Features editorStuart wonders whether we're in a golden age of engineering television, and if we need more or better depiction of engineers and engineering in popular culture.

It’s often said — by us and our readers — that if the portrayal of engineers and engineering in our culture improved, it would solve some of the problems of the perception of the discipline and of the industries that depend on it. But my colleague Jason Ford’s latest Monday Briefing contained an item on this which has triggered some lively discussion. A TV company has asked for our help to identify an engineer who could front a programme based on inventing, building and then selling devices, vehicles and so on made from parts found in garden sheds, barns and garages.

Several readers have taken exception at the idea that this is a favourable depiction of engineering, with one commenter coining the memorable phrase ‘look at the clever grease monkey TV.’ Which leads me to wonder whether the company have contacted Lincolnshire motorbike racer and Wolverine lookalike Guy Martin, whose day job is truck mechanic and who strikes me as the sort of person who wouldn’t mind at all being described as a grease monkey. No offence, Mr Martin, if you’re reading.

look at the clever grease monkey
Sometime engineering TV presenter Guy Martin gets to grips with steam power

However, it strikes me that we’re actually in a pretty good period for representation of engineering on television — better than we’ve seen for some time. The BBC’s digital channel is running a series on unbuilt infrastructure and civil engineering projects, linking the old designs for projects such as the 19th century Channel tunnel and Joseph Paxton’s glass-covered arcade circling London with modern designs and concepts with interviews with working engineers and architects. Dara O’Briain’s Science Club is occupying a prime midweek slot and proving to be more of a STEM Club, with O’Briain’s background as a physics graduate standing him in good stead and his co-presenters, our old friend Prof Mark Miodownik, physicist and oceanographer Helen Czerski and science writer Alok Jha making illuminating guides through a whole range of engineering-linked technologies. Miodownik’s recent ‘How it works’ series is getting a second airing, giving a working engineer’s guide to the development, properties and use of a whole range of materials. Another BBC series, Genius of Invention, looked at the development of technologies such as power generation and engines with the help of companies like Rolls-Royce, again with Prof Miodownik's involvement. And the Discovery Channel show Extreme Engineering, presented by Danny Forster, who is qualified as an architect, presents the everyday problems and solutions encountered on major engineering projects such as bridges and drilling operations.

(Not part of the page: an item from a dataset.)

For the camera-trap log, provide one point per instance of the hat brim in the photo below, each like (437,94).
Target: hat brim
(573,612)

So are we just complaining for the sake of complaining, as we Brits so often do? What more do we want? Perhaps a show aimed and scheduled specifically for younger viewers? One idea that’s often floated is a fictional depiction of engineers, presumably because TV has done so much for lawyers and doctors. But that’s probably a non-starter — the reason medicine and law (and crime, for that matter) make such good subjects for dramatic fiction is that they’re really about people and their relationships. If someone could work that into a show based in an engineering practice it might work, but I can easily imagine the carping about how ‘real engineering’ was being sidelined and misrepresented in favour of ‘soapiness’.

Another complaint is that these programmes are fronted by academics and ‘celebrities’ rather than working engineers. Putting aside the fact that working engineers are probably too busy actually working at engineering to start a new job as TV presenter, the people we see are professional communicators of various types. I don’t think any engineer could object to the thought of the enthusiastic and knowledgable Prof Miodownik being associated with the profession (although his choice of floral shirts is sometimes questionable). Perhaps there might be better representation of science and technology on current affairs shows such as 'Question Time' — currently, stand-up comedians and Nigel Farage stand more chance of being invited on than someone who actually knows anything about something practical.

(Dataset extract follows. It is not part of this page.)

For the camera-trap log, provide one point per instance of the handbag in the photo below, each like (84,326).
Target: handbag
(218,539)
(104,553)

One format that I could imagine succeeding is something based on ‘The Apprentice’ format with contestants faced with a series of different engineering challenges: product design, crisis management role-play, constructing a business case for a manufacturing project, for example. An expert panel (which would probably consist of some of the ‘personalities’ we see at the moment) would act as a judge, with contestants eliminated week by week to end up with an Engineering Champion. It needs some work — what might the prize be? A job with a consultancy? The fulfilment of a cherished personal project? — but it could be an interesting way to showcase the different aspects of engineering and demonstrate how much of it depends on collaboration and discussion.